The case is filed on behalf of eight girls who are members of the Montebello Ponytail Girls' Softball Association, including Stephanie Romero, 14, who has played pitcher and third base in the girls' league for seven seasons and who dreams of playing on the United States Olympic Team; Jesy Wrtaza, 9, shortstop and second and third base person for four seasons, who also dreams of a college, Olympic, and professional softball career; and six other named plaintiffs who represent the 450 other girls who participate in the league, as well as countless girls who will join the league in the future.
"For years, the Ponytail girls have been forced to play softball in a single, crowded diamond at a public park side-by-side a thriving boys' baseball league. Although the Ponytails have continued to grow, their access to public playing fields has remained frozen due to the City's grossly unequal allocation of field space to girls' sports programs. This is especially remarkable given City officials' express recognition of this gender-based disparity," noted Rocio Cordoba, ACLU of Southern California staff attorney.
The Montebello Ponytail Girls' Softball Association, an all-girls softball league and part of a nationwide network of girls' Ponytail leagues, has grown rapidly over the last two decades to over 450 members ages 5 to 18. The Ponytails share Grant Rae Park, a large public playing field, with the Montebello Baseball Association, a boys' baseball league. Despite near parity in terms of size, the two leagues have starkly different levels of access to playing facilities. The Ponytails use one full-size diamond for half a year and a small T-ball diamond for six early morning weekend hours per week. The boys' league has access to three regular diamonds and the prime hours for the T-ball diamond. Boys also have pre- and post-season access to the park, while girls do not. Outside of softball season, there are no girls' athletic programs at all utilizing the park.

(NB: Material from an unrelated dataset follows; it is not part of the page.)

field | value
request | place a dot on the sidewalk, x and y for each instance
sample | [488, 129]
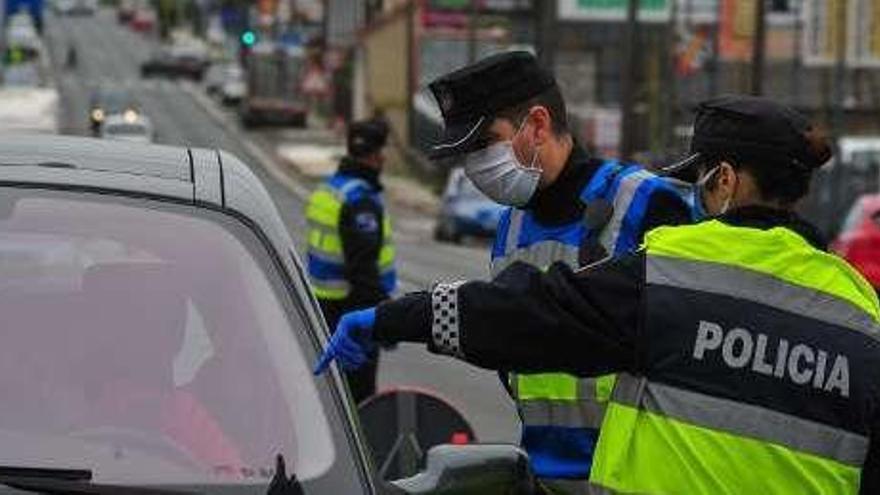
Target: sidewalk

This inequitable scheduling system forces the Ponytails to stack their games so closely together that the players have insufficient time to warm up and cool down, thus increasing their risk of injury; forces girls' teams to travel to other cities during the months of August to January in order to play post-season games; requires girls to play games at inconvenient times, and gives the Ponytails less access to a concession stand, which is an essential fund-raising mechanism.
"Space and time are fundamental resources for athletic teams," said Cordoba, "and the resources in Montebello are allocated in a completely lopsided way. This has a profound impact on the girls as players and, ultimately, on their development as young women. Research consistently shows that participation in athletics helps girls grow up strong and healthy, both physically and psychologically. The City of Montebello is sending a clear message to its girls. Its unequal system brands girls as inferior, second-class citizens and perpetuates gender-based stereotypes that girls' athletics are somehow less deserving than boys' athletics."

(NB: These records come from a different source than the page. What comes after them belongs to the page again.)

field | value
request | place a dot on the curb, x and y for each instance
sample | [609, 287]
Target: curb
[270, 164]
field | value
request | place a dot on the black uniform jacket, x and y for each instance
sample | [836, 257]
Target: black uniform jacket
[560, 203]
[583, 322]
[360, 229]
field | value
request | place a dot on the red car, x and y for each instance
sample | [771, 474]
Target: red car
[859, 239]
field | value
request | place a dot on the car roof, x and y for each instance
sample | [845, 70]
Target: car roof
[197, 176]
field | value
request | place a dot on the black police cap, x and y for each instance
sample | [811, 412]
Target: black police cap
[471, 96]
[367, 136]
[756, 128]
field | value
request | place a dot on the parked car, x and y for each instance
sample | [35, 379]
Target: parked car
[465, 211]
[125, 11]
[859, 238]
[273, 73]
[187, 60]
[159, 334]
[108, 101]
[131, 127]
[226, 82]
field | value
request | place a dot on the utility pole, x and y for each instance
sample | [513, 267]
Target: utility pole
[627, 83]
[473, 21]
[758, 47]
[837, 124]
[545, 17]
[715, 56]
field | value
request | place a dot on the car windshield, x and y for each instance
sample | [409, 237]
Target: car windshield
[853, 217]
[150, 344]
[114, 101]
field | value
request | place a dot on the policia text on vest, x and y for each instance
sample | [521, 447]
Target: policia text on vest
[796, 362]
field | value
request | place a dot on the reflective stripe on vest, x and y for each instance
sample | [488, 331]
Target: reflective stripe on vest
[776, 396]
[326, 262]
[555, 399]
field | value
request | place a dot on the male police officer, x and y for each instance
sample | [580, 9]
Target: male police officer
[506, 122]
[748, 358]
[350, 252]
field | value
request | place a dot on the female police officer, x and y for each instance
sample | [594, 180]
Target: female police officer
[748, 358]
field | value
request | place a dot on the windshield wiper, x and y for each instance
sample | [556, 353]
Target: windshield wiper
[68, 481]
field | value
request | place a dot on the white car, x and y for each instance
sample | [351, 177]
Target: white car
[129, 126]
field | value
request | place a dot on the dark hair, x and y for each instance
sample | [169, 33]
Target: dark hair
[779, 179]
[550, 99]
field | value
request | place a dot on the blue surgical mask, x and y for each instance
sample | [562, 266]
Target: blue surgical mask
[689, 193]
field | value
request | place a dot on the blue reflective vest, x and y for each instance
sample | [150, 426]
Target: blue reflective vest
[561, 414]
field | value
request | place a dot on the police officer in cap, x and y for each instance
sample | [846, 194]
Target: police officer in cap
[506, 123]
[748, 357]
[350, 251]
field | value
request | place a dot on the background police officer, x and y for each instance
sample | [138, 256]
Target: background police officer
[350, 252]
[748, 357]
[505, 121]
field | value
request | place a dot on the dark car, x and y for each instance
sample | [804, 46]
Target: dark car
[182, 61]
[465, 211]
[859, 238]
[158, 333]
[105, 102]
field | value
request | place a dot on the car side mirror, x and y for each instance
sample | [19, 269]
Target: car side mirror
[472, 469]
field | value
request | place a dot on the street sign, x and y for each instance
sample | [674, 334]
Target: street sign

Numerous studies have demonstrated that young women who participate in sports have higher levels of self-esteem, do better in school, are less likely to become pregnant while teenagers, and have fewer problems with drug abuse and eating disorders.

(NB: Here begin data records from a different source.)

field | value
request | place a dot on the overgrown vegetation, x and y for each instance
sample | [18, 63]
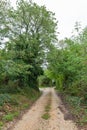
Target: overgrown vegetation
[17, 103]
[67, 67]
[26, 33]
[46, 114]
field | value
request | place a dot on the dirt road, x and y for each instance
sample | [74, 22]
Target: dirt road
[33, 120]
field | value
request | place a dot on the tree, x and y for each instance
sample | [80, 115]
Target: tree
[31, 30]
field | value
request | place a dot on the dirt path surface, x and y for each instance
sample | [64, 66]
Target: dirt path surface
[33, 120]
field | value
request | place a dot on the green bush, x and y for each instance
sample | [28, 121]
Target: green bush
[4, 98]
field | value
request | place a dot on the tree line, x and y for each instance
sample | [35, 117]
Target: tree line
[26, 34]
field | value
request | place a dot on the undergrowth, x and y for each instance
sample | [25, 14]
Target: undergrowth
[11, 105]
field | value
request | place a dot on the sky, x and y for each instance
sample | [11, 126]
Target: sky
[67, 12]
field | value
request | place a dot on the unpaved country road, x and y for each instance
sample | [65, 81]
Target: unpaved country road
[33, 120]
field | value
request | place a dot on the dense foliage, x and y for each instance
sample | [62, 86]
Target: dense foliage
[68, 65]
[26, 32]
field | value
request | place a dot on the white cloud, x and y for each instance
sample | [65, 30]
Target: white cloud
[67, 13]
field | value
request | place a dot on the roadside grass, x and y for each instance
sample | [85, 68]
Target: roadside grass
[46, 114]
[77, 108]
[12, 105]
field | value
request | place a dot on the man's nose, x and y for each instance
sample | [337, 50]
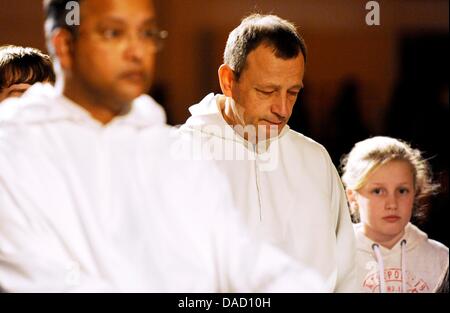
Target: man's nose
[134, 48]
[281, 107]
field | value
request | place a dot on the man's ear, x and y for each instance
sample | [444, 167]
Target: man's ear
[62, 41]
[226, 79]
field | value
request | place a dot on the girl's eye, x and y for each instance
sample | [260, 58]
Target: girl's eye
[404, 191]
[377, 191]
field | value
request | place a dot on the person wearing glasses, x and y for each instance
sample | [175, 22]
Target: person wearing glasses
[95, 194]
[21, 67]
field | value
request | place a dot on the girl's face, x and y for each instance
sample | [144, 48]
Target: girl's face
[386, 202]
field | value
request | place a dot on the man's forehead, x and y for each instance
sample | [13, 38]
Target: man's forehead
[117, 8]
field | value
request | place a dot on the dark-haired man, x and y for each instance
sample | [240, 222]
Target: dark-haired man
[90, 196]
[21, 67]
[284, 183]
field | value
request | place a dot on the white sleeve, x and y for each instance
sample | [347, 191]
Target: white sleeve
[32, 258]
[246, 264]
[345, 238]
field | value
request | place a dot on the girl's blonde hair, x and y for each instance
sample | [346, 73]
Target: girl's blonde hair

A similar case filed against the City of Los Angeles in 1998 resulted in "Raise the Bar," a landmark citywide program to foster girls' equal access to city sports facilities and programs.
"We need to promote equality for girls' sports throughout the country," said Cordoba. "Schools have been dealing with gender equity issues for decades thanks to Title IX, but cities, outside the scope of Title IX, haven't, for the most part, dealt with these issues as thoroughly. Girls such as the courageous Ponytails players are stepping forward to challenge the disparities they encounter. By monitoring the access cities give to girls' athletics and challenging any inequities, we will help cities understand that they, too, are obligated to treat girls fairly."